People Without Facebook Accounts Are 'Suspicious

Things have changed. Now we all need is to be  able to respond to email immediately. And to tweet,share our photos on 
Facebook. We’re all addicted to technology now, to our iPhones, and Facebook, and Twitter, and Android, and Pinterest, and iPads, and Word with Friends, and <fill-in-the-blank-with-your-digital-dope-of-choice>

The sudden and dramatic rise of social-media-enabling technologies into our lives seems to be causing some mid-digital-life crisis. Not only has Silicon Valley developed a guilty conscience about addicting us to screens, we the users are starting to question how technology is changing us: making us fat, making us unhealthy, making us depressed, making us lonely, and making us waste time worrying about whether it’s making us fat, unhealthy, depressed, and/or lonely.

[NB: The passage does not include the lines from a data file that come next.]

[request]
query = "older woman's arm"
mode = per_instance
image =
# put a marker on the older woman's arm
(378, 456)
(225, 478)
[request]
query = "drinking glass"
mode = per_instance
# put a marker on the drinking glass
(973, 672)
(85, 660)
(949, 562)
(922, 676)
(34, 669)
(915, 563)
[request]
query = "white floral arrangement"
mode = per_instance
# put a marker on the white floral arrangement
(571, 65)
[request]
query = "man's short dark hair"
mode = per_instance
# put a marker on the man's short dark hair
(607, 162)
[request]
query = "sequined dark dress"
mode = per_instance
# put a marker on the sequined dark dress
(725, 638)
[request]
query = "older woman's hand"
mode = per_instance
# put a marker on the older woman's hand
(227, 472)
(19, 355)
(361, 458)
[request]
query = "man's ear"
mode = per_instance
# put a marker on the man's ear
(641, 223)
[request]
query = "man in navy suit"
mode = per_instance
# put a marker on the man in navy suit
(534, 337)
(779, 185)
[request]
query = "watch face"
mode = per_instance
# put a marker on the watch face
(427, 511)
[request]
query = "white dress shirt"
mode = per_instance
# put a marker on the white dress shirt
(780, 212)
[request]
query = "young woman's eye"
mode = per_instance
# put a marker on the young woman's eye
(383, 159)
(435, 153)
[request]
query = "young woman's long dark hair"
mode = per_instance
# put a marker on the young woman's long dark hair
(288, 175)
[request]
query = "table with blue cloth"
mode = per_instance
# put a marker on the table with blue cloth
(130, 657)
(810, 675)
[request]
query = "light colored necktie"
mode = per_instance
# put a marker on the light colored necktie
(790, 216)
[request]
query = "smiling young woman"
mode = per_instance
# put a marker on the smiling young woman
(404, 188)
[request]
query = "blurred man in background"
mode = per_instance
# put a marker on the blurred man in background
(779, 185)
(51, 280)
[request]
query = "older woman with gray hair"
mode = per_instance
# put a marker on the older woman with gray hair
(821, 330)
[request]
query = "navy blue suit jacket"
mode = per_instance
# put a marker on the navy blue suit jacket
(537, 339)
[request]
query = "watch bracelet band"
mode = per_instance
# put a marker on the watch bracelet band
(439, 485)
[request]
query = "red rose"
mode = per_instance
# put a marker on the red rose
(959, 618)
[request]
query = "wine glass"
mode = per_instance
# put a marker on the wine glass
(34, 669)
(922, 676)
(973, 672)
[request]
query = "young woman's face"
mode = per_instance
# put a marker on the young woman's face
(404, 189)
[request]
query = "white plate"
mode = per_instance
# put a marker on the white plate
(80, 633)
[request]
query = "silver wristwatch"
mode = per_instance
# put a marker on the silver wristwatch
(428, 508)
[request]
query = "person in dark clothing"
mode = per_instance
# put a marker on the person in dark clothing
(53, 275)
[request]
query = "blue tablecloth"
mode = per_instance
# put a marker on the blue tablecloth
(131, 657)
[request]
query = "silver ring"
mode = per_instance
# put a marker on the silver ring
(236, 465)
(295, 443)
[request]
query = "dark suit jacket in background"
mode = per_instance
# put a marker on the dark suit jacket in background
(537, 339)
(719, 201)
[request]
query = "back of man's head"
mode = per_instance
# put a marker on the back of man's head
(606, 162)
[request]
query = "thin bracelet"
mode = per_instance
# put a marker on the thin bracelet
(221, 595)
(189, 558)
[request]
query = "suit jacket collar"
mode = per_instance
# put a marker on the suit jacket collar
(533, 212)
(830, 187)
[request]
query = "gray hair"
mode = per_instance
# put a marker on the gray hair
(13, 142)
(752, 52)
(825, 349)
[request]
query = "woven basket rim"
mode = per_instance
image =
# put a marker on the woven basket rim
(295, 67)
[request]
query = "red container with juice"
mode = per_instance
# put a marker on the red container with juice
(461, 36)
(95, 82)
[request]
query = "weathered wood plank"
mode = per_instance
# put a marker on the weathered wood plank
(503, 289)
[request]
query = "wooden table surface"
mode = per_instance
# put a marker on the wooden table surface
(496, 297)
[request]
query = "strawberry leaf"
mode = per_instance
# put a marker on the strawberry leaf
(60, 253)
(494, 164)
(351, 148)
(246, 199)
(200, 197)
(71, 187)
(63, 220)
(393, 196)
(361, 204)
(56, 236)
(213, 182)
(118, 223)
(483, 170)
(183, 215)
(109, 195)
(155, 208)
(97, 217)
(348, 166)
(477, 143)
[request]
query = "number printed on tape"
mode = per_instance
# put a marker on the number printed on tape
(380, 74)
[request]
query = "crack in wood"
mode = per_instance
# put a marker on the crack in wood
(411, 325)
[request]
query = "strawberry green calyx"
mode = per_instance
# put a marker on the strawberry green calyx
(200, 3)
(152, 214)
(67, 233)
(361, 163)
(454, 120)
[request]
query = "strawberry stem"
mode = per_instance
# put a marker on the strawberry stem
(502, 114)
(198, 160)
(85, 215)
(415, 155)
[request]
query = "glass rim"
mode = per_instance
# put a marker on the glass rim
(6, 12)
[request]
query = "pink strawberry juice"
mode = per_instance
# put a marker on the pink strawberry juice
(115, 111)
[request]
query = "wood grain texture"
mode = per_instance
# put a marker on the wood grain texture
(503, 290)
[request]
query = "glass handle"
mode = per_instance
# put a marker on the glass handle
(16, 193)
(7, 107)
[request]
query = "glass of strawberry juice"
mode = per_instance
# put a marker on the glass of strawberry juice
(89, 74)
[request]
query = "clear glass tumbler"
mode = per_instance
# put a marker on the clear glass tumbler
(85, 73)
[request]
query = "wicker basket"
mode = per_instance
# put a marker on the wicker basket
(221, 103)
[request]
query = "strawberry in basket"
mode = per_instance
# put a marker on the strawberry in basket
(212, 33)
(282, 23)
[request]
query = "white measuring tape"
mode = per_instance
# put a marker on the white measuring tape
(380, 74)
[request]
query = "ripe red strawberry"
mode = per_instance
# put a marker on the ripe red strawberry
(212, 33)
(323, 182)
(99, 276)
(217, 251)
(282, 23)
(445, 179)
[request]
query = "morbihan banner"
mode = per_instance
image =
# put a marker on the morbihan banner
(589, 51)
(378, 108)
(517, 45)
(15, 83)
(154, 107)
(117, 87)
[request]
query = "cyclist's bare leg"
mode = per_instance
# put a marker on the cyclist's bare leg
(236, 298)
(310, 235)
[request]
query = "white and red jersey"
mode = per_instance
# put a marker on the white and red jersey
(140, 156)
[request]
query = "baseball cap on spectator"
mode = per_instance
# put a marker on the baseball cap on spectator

I am writing with some words of caution. I used to say that “if you’re not on Facebook, it’s possible you don’t actually exist.” I think it’s time to update that, courtesy of Slashdot: Facebook abstainers will be labeled suspicious.

Slashdot flagged a German news story in which an expert noted that mass murderers Anders Breivik and James Holmes both lacked much of a social media presence, leading to the conclusion, in Slashdot’s phrasing, that “not having a Facebook account could be the first sign that you are a mass murderer.

Not just love seekers who worry about what the lack of a Facebook account means. I've heard both job seekers and employers wonder aloud about what it means if a job candidate doesn't have a Facebook account. Does it mean they deactivated it because it was full of red flags? Are they hiding something?

But it does seem that increasingly, it’s expected that everyone is on Facebook in some capacity, and that a negative assumption is starting to arise about those who reject the Big Blue Giant’s siren call. Continuing to navigate life without having this digital form of identification may be like trying to get into a bar without a driver’s license.